A 2012 PFIP market survey on mobile money attitudes and perceptions in Fiji (conducted on 1,020 households, with representatives from various ethnic, age, and gender backgrounds) reveals that the slow growth of mobile money is due to a persistent gap between awareness of the service and understanding of its relevance. While the price of transactions does not appear to be a limiting factor, even among lower-income users, the following findings stand out:

  • Most of those surveyed knew of the mobile money services yet didn't feel them necessary and/or didn't know how to use them.
  • While trust in banks is high, trust in the new services is still low.
  • People relate to products differently based on their age, gender, and location, suggesting a need for appropriate segmentation, targeting, and positioning strategies.
Photo of a hand holding a mobile phone, cash, and a calling card.

Developing mobile money services is complicated. It involves strong partnerships between mobile network operators, financial services providers, and retailers. It also implies significant investments for needs assessment, technology development and national deployment. The return on investment can be a long-run proposition: of the approximately 150 mobile money deployments worldwide, only 11 have more than 1 million subscribers and thus are on the way to full sustainability.

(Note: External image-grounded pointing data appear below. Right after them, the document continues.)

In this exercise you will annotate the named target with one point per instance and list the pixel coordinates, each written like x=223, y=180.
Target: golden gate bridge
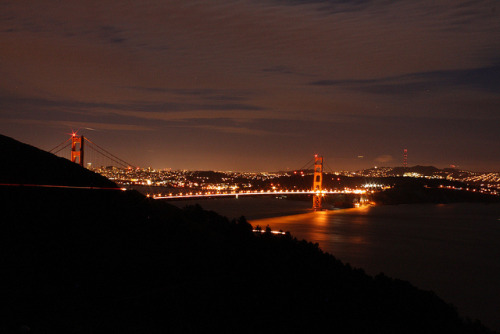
x=81, y=148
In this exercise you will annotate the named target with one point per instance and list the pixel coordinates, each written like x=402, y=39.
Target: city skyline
x=257, y=85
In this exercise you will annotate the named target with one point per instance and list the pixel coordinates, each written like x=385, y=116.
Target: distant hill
x=100, y=261
x=25, y=164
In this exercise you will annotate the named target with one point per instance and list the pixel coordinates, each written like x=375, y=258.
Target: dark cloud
x=484, y=78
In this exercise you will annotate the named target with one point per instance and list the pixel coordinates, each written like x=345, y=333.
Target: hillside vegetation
x=105, y=261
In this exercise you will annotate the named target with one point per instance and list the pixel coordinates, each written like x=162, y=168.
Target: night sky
x=256, y=85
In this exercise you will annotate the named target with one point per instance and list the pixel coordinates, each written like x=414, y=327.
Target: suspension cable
x=62, y=148
x=64, y=142
x=109, y=154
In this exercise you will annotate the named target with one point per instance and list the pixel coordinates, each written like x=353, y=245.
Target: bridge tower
x=317, y=182
x=77, y=145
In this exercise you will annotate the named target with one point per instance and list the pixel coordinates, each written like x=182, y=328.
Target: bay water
x=452, y=249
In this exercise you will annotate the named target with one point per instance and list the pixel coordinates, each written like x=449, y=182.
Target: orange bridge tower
x=317, y=183
x=77, y=144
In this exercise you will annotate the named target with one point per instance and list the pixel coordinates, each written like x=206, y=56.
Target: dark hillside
x=100, y=261
x=25, y=164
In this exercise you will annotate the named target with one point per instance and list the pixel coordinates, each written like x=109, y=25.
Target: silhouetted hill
x=101, y=261
x=25, y=164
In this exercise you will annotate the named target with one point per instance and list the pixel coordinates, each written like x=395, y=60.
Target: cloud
x=384, y=158
x=231, y=130
x=484, y=78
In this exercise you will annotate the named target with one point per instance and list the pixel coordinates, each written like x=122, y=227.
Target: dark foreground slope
x=103, y=261
x=25, y=164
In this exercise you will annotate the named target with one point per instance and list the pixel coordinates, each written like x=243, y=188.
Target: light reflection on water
x=453, y=250
x=450, y=249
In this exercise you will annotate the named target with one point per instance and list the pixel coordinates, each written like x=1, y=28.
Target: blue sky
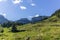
x=17, y=9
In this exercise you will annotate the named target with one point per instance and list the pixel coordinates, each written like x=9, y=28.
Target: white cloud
x=3, y=14
x=23, y=7
x=37, y=15
x=30, y=16
x=3, y=0
x=17, y=1
x=33, y=4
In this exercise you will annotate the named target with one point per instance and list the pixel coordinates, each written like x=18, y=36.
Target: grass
x=38, y=31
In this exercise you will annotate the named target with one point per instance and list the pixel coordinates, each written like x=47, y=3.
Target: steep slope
x=23, y=21
x=55, y=17
x=2, y=19
x=39, y=18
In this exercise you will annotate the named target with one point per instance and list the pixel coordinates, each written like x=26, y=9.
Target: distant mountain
x=3, y=19
x=55, y=17
x=39, y=18
x=23, y=21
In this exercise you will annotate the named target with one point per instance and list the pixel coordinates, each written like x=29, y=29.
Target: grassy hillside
x=38, y=31
x=48, y=29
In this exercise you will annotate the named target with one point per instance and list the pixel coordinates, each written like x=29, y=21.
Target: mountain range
x=23, y=20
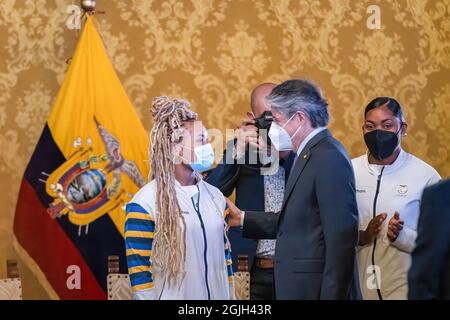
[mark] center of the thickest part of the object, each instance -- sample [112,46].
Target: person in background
[175,237]
[429,275]
[254,190]
[389,186]
[317,227]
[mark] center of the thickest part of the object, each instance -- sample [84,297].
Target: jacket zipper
[375,240]
[197,209]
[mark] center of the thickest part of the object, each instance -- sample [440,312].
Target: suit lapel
[301,162]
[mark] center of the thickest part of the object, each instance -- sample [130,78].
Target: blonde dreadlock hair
[169,240]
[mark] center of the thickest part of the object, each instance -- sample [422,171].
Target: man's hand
[246,134]
[372,230]
[234,218]
[394,227]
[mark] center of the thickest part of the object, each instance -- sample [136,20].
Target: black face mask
[381,143]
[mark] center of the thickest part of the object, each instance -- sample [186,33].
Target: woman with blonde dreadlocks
[175,229]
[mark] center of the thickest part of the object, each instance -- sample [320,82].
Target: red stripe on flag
[48,245]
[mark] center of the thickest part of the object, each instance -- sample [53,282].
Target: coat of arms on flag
[89,161]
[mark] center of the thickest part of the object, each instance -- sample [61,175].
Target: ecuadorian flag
[89,161]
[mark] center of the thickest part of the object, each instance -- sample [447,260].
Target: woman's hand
[394,227]
[372,230]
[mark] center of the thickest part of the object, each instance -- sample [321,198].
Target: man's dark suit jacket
[317,228]
[247,181]
[429,275]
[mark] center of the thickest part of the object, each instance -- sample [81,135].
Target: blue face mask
[204,157]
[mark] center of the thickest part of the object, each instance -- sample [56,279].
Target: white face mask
[280,138]
[204,157]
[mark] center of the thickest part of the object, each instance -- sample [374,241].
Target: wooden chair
[119,286]
[11,287]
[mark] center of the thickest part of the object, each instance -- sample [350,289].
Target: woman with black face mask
[389,186]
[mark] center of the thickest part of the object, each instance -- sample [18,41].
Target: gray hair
[301,95]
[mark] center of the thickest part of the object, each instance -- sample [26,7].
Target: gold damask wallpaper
[213,53]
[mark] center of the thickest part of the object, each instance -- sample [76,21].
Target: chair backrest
[119,285]
[11,287]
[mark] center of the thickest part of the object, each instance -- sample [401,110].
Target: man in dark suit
[317,227]
[429,275]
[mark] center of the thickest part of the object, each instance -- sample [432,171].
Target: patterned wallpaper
[213,53]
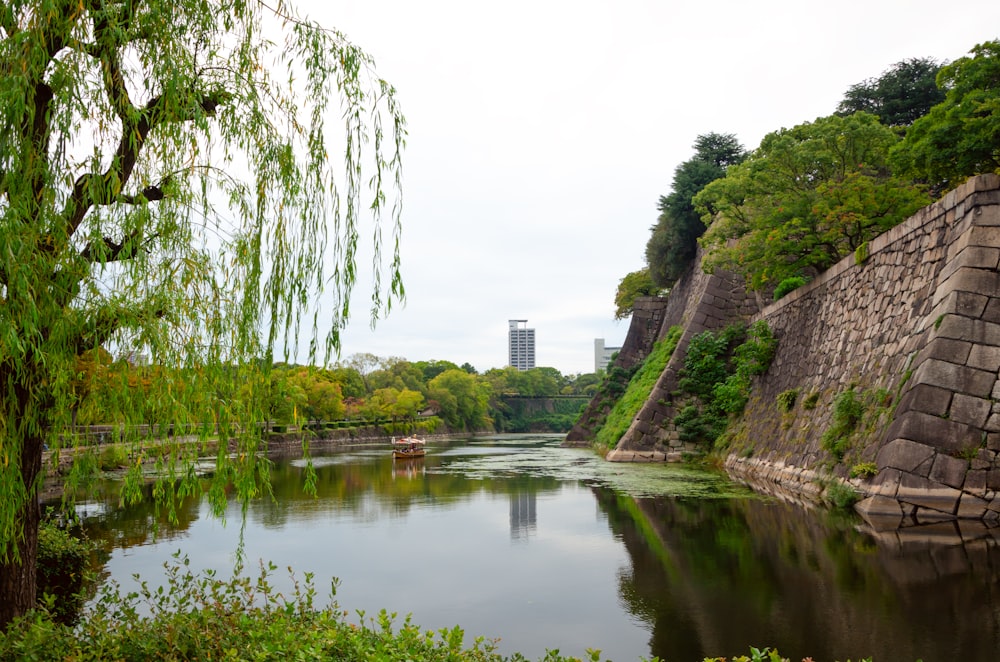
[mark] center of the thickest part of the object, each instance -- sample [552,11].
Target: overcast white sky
[542,134]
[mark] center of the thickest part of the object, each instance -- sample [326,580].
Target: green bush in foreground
[202,617]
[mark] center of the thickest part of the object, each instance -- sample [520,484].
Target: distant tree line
[363,387]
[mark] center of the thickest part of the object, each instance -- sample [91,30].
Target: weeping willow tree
[168,190]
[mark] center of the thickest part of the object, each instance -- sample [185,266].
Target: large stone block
[904,455]
[925,493]
[984,357]
[946,349]
[958,378]
[926,398]
[949,470]
[969,409]
[966,279]
[972,507]
[942,434]
[882,513]
[966,328]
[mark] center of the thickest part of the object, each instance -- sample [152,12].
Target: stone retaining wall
[910,325]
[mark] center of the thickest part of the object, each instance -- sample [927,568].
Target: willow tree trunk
[18,579]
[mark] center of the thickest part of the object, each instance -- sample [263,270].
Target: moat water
[542,547]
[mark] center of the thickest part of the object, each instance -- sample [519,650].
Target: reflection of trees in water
[348,487]
[121,527]
[712,577]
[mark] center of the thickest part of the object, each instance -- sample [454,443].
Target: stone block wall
[645,328]
[911,326]
[698,302]
[914,330]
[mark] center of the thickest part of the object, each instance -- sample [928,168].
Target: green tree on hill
[901,95]
[959,137]
[167,188]
[804,199]
[671,247]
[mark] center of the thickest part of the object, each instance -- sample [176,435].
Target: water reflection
[552,548]
[523,518]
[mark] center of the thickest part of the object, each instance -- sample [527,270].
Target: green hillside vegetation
[638,390]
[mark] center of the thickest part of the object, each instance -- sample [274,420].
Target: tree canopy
[959,137]
[633,285]
[167,190]
[805,198]
[905,92]
[671,247]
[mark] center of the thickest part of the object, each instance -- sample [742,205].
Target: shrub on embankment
[639,387]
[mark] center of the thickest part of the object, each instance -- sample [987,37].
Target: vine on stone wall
[715,382]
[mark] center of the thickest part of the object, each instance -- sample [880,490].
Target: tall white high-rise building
[521,341]
[602,354]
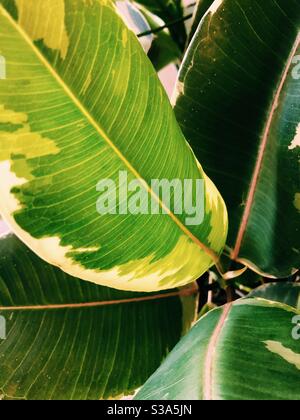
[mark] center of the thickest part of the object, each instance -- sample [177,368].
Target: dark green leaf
[238,105]
[68,339]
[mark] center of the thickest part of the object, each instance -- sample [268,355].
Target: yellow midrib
[190,291]
[103,134]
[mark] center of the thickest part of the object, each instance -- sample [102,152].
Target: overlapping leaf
[82,103]
[67,339]
[248,350]
[238,106]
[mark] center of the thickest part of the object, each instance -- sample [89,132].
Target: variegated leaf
[82,103]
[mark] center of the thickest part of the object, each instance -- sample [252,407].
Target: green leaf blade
[238,104]
[59,347]
[85,111]
[249,354]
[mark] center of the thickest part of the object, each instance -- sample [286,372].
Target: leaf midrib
[190,291]
[211,353]
[106,138]
[261,155]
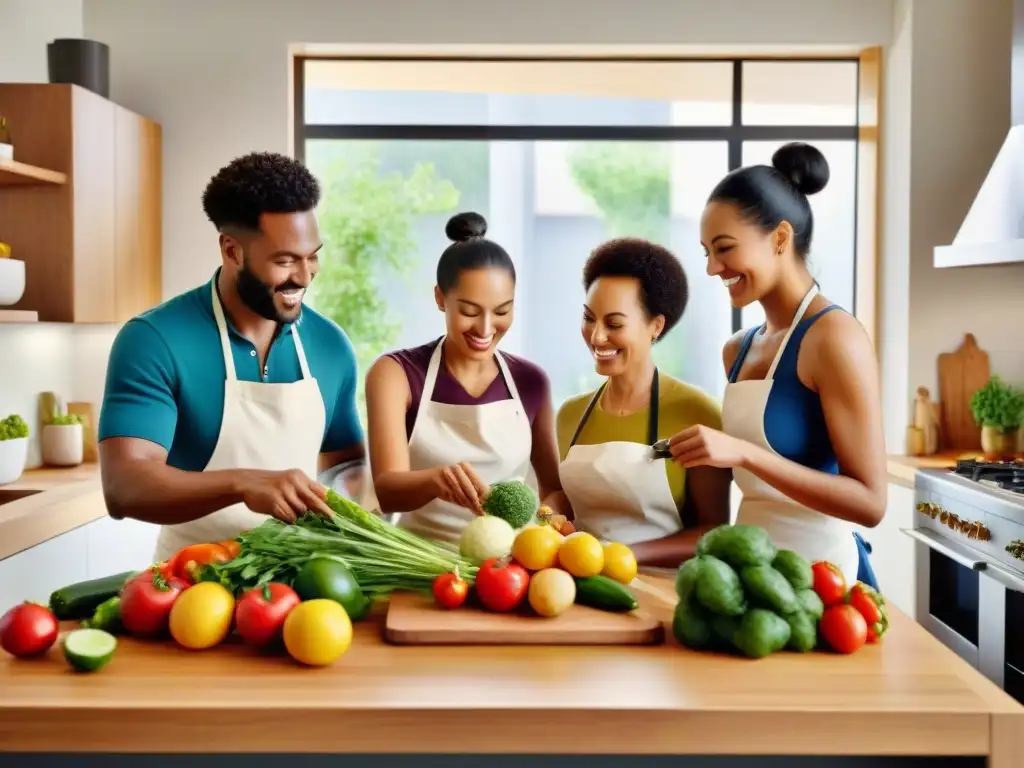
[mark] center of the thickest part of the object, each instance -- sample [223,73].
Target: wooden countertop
[908,695]
[46,503]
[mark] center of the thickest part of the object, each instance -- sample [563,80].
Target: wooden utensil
[961,375]
[87,413]
[415,620]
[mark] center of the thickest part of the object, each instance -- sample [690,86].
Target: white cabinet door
[117,546]
[37,571]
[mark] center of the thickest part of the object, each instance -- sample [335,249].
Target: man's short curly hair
[663,281]
[257,183]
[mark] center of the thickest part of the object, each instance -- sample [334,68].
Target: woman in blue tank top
[802,416]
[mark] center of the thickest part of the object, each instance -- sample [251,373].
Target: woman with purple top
[454,416]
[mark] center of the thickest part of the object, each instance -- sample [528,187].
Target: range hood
[993,229]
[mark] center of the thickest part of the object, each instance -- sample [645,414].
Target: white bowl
[12,457]
[11,282]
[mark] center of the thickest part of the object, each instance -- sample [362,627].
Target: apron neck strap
[225,341]
[808,298]
[652,413]
[437,357]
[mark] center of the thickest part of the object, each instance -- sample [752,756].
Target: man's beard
[258,296]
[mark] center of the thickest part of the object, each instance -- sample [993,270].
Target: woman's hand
[702,446]
[459,483]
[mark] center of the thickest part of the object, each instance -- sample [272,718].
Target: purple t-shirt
[529,380]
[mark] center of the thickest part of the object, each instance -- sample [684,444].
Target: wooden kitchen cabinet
[91,242]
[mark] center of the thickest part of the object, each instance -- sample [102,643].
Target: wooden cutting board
[415,620]
[961,375]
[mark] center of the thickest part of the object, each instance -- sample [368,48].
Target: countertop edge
[59,501]
[428,730]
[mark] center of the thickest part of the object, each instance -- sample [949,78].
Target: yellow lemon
[201,617]
[581,555]
[620,562]
[317,632]
[552,592]
[536,548]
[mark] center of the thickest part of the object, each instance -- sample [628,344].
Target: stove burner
[1006,475]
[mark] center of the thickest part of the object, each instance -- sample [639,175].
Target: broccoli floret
[13,427]
[512,501]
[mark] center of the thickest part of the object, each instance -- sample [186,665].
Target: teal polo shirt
[165,378]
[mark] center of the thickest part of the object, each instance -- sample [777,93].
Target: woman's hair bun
[464,226]
[804,166]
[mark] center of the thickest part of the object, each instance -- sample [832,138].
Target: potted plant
[64,441]
[998,409]
[13,448]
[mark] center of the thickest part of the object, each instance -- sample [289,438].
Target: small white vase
[62,444]
[13,455]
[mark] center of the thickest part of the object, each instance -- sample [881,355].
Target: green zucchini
[81,600]
[605,594]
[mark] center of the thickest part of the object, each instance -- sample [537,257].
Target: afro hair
[257,183]
[664,289]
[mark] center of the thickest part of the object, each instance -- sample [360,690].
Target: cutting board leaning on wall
[961,375]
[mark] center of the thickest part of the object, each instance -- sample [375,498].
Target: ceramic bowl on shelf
[11,282]
[13,455]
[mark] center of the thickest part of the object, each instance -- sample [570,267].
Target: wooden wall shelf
[20,174]
[85,215]
[18,315]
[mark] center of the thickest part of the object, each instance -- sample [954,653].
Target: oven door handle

The Pacific is following the global trend that suggests five years or more are necessary to make the service work.

Tillman Bruett, who heads mobile banking for the poor (MB4P), UNCDF's global programme on the subject, summarises the opportunities of-and threats to-mobile money in the Pacific as follows:

  • Mobile phones can reach a lot of people quickly-the number of those who have registered for mobile money accounts across the Pacific is creeping toward 1 million.
  • Getting people to use and trust the system takes time-only about 5% of registered customers actually use the service, which is not far from the global average.
  • At the same time, mobile network operators need to see some growth in the next few years as an incentive to invest further in offering the service.
  • Regulator support is crucial-and Pacific regulators have been highly supportive.

PFIP is not putting all its eggs in the mobile money basket. The project has supported several banks which are now making significant progress in reaching the unbanked. Westpac and Bank of the South Pacific, for example, offer a simple low-cost bank account with quick-issue debit cards and dedicated agents. Collectively, these bank solutions are now reaching nearly 150,000 Pacific islanders, most of whom were previously unbanked. In fact, the banks seem to be having an easier time getting clients to be active than mobile phone companies. Clients, it seems, accept formal savings more readily than they do formal money transfers, and access to ATM networks is proving a strong draw. Increasingly, also, partnerships are emerging, linking mobile network operators with the local post office, for example, or with banks, microfinance institutions, and insurance companies.

Over time, and given effective marketing efforts, quality improvements, and a reliable network of agents, we expect to see these efforts mature and reach millions of Pacific islanders.